My life seems to be centered about my work. My current project involves a licensed property from Viacom, so I noticed all the Viacom signs peppered throughout Amsterdam.

My first morning in Amsterdam, I had only a few things I wanted to accomplish. I wanted to get a souvenir for my mom, I needed to get a T-shirt (since it had been way hot in Nijmegen and I'd used more than my allotment of apparel), and I wanted to check my email. Once those things were out of the way, I could go sightseeing.

Getting back on the #2 tram, I made my way back to Leidseplein, a place I'd noticed on the ride the previous evening. I'd seen a pleasant place to view some Dutch architecture and enjoy a meal and a drink there. Lots of patio tables and chairs under shady trees...
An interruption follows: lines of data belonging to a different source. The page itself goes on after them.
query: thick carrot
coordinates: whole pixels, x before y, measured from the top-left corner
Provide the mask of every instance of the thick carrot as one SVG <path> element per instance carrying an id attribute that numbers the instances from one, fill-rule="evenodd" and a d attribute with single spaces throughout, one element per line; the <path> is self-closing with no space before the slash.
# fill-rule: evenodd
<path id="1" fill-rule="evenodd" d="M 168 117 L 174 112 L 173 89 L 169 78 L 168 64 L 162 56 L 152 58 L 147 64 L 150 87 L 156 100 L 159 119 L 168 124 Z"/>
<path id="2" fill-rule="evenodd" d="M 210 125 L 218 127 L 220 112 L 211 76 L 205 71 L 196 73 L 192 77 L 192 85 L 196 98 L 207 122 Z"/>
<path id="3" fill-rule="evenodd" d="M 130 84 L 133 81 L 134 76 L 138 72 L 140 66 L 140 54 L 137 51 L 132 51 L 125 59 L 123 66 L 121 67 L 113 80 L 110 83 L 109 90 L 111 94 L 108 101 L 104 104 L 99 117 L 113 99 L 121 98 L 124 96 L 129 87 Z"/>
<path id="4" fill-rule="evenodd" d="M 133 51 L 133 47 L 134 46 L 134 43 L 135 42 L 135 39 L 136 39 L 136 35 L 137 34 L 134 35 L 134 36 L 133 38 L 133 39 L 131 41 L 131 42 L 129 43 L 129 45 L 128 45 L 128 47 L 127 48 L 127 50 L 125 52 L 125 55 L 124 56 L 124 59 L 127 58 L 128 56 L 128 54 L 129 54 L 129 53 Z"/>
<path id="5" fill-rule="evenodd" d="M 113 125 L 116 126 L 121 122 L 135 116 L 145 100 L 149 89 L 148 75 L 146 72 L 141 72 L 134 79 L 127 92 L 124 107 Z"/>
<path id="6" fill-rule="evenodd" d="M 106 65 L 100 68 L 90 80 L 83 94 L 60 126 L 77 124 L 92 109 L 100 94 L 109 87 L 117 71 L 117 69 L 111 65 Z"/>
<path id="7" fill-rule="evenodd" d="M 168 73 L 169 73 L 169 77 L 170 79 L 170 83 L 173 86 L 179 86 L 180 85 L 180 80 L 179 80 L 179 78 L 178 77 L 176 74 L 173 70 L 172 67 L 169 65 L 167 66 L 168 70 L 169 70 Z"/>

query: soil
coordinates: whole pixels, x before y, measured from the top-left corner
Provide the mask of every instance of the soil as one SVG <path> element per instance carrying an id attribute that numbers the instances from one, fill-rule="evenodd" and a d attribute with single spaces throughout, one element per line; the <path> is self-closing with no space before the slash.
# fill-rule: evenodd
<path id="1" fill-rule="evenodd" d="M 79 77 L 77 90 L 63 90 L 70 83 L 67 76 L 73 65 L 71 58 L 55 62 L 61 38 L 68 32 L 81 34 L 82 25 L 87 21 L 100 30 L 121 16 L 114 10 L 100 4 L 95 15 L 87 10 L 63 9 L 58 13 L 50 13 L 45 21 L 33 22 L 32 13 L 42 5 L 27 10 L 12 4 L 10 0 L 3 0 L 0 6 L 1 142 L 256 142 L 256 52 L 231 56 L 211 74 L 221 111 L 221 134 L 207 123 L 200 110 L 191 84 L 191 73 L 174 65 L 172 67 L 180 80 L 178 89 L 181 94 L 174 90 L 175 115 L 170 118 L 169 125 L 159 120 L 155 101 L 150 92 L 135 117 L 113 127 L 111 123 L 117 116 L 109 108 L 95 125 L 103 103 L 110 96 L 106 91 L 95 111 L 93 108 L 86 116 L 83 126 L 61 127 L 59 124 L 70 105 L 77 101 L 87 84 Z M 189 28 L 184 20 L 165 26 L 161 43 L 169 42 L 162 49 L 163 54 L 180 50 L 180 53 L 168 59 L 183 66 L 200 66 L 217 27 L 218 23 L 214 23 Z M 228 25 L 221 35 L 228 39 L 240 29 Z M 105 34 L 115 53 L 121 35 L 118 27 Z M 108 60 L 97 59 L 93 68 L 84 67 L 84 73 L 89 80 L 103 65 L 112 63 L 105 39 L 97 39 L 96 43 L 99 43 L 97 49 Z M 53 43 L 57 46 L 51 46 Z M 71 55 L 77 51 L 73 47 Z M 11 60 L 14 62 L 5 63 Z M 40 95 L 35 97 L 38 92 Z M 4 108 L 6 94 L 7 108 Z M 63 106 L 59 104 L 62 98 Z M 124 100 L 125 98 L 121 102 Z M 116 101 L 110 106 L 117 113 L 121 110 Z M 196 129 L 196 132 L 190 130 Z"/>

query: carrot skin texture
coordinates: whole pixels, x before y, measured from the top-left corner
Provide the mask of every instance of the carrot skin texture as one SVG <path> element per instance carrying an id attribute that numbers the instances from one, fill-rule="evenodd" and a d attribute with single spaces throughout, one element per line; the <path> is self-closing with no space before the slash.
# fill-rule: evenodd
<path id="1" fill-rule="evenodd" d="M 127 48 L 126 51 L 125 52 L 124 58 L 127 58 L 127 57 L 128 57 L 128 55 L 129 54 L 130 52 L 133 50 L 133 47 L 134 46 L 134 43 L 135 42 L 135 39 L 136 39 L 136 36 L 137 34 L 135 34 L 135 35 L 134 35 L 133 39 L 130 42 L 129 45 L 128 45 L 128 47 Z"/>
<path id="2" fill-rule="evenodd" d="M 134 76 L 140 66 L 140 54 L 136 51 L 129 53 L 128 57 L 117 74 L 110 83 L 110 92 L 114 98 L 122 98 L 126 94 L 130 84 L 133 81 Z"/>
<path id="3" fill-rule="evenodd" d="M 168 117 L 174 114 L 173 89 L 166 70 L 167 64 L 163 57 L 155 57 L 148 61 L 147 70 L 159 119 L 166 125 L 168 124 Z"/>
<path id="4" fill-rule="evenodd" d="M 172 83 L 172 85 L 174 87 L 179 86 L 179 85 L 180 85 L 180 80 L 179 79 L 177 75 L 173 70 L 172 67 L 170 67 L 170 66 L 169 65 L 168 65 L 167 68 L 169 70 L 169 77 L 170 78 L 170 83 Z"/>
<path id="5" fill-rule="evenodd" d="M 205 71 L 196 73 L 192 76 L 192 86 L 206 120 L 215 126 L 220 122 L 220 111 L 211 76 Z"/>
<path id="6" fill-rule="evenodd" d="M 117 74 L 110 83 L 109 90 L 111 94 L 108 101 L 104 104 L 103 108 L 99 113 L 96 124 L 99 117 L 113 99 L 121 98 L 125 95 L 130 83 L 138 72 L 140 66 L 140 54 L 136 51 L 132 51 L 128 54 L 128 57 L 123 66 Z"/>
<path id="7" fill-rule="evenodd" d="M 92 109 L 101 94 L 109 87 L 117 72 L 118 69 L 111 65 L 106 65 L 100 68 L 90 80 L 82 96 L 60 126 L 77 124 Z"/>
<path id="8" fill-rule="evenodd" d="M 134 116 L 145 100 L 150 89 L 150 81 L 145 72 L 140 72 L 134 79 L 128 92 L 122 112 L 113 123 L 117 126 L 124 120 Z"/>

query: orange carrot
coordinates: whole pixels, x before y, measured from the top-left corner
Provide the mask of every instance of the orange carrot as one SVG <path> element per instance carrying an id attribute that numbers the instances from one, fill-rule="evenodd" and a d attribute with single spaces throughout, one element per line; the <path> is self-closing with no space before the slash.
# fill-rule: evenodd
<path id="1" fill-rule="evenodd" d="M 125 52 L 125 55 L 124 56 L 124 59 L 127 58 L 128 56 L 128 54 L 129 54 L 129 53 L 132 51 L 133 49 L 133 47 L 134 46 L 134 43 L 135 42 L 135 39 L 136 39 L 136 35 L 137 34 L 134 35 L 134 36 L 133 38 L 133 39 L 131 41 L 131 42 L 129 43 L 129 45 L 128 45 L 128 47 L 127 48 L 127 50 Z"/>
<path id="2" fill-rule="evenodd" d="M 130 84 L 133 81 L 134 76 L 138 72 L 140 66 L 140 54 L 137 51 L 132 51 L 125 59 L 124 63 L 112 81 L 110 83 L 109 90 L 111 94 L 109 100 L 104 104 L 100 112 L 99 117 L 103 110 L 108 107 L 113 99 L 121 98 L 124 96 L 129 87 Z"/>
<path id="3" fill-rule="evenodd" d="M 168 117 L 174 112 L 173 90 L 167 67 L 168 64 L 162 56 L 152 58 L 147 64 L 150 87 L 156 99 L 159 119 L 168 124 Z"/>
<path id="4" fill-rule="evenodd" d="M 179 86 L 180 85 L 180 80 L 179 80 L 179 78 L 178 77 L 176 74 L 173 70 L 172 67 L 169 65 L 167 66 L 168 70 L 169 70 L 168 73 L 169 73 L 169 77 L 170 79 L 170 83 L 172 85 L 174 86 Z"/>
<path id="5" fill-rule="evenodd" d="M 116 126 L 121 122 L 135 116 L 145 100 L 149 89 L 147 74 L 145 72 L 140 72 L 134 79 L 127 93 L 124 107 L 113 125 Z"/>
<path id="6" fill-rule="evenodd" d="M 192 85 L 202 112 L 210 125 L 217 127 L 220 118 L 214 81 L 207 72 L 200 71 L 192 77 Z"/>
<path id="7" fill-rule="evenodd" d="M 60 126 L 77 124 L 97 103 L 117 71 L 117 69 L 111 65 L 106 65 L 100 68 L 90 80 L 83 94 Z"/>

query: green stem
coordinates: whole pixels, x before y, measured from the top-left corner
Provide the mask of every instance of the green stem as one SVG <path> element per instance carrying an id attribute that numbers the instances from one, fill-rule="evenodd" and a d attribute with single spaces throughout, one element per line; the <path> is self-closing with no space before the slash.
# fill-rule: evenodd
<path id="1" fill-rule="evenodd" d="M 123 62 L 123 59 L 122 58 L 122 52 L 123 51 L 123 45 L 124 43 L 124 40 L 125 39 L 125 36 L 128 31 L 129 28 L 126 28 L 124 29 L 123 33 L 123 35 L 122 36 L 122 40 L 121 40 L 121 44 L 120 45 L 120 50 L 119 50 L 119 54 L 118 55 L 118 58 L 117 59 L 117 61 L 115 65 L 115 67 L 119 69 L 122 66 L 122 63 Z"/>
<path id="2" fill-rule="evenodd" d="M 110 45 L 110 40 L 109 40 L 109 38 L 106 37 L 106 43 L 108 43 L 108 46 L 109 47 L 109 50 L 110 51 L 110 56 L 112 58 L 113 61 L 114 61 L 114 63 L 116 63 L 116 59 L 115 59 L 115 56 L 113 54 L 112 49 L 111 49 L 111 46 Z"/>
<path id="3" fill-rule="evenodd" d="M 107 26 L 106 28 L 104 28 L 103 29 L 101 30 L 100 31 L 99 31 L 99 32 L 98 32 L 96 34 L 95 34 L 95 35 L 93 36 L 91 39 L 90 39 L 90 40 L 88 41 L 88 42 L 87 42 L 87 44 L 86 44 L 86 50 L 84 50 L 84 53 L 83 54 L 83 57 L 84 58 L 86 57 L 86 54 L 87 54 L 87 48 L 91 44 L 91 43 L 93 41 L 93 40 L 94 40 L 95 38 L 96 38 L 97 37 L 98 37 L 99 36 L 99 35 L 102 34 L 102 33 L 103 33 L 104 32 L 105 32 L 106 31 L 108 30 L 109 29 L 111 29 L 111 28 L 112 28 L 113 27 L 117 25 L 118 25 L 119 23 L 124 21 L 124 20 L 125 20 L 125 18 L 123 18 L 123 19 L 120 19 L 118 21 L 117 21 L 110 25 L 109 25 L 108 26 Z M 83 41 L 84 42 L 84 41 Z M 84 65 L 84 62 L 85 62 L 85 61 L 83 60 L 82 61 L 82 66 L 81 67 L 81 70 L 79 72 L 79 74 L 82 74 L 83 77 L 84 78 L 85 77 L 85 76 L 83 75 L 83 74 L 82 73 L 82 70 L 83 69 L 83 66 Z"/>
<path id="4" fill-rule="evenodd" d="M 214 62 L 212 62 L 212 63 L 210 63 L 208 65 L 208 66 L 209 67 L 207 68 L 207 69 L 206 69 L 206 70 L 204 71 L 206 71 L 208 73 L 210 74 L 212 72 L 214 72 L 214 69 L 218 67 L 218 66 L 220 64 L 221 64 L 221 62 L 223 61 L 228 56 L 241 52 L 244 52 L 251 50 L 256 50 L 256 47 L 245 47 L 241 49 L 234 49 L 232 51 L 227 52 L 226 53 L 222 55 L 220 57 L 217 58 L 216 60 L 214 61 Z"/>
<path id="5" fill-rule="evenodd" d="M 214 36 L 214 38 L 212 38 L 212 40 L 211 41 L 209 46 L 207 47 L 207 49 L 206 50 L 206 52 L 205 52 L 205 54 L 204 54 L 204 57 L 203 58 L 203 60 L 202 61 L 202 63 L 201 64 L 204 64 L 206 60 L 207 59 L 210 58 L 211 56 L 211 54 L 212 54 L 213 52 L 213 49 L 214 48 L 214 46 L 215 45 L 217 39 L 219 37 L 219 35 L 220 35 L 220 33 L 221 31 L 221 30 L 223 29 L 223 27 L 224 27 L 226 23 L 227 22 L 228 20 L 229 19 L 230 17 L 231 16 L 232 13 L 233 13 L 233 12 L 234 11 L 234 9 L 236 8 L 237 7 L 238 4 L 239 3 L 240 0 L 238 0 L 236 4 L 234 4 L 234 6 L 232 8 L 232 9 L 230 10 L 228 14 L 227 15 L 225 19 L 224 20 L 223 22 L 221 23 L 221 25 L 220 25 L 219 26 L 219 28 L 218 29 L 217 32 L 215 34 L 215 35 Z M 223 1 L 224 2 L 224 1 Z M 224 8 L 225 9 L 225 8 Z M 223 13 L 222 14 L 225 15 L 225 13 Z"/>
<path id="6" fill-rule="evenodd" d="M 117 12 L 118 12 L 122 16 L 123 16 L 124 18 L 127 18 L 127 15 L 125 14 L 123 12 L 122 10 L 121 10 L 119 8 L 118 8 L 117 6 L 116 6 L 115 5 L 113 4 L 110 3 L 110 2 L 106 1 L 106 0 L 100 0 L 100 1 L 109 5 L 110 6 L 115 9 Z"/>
... So in Leidseplein I got my souvenirs and inquired of the souvenir vendor where I might find an internet cafe.

She said that if I didn't mind a coffeeshop, I could go into the basement of the Bulldog, around the corner. I thought it odd. I mean, why should anybody mind a coffeeshop?

I found out when I went down the Bulldog stairs. First thing I see is a couple of young guys buying a baggie of marijuana. I asked the man behind the counter about going on the internet. He pointed at the computers and told me they were coin-operated. So I checked my email as marijuana smoke drifted by...

Emails all done, I went looking for food. (The secondhand smoke must have given me "the munchies.") I went next door to the Pancake Corner.

The view from the Pancake Corner Sports Cafe, where I enjoyed "bitter balls." I was told they were a traditional Dutch food (I'd already had French Fries with mayonnaise on the train from Nijmegen). In my opinion, bitter balls tasted kind of like Hawaiian poi (deep-fried). And I washed it down with Dutch beer, of course. Just watched the tourists for a while (although I suppose at least some of them must have been locals).

Looking back at the Pancake Corner and the Bulldog. I later learned that the Bulldog is probably the single most famous "coffeeshop" in all of Amsterdam.

Silly me - thinking that you'd get coffee in a "coffeeshop"! (^_^)

A few days later when I arrived back home in Los Angeles, I found that my luggage had been opened and inspected. I think a dog must have smelled the smoke, prompting a search for drugs in my bags.

Time to continue my walking tour of Amsterdam. I'd been advised to go walking in De Jordaan, a quaint district of canals and narrow streets. So I rode the #2 tram to the Dam stop and started walking towards the west.

It was very nice indeed. One thing I noticed was that the buildings all had a beam extending out over the street, with a steel hook on the end. Puzzling on it a while, I figured that these were for the purpose of moving furniture and belongings in and out of the apartments. The stairs are very steep and narrow, but with ropes one could move large heavy objects in and out safely.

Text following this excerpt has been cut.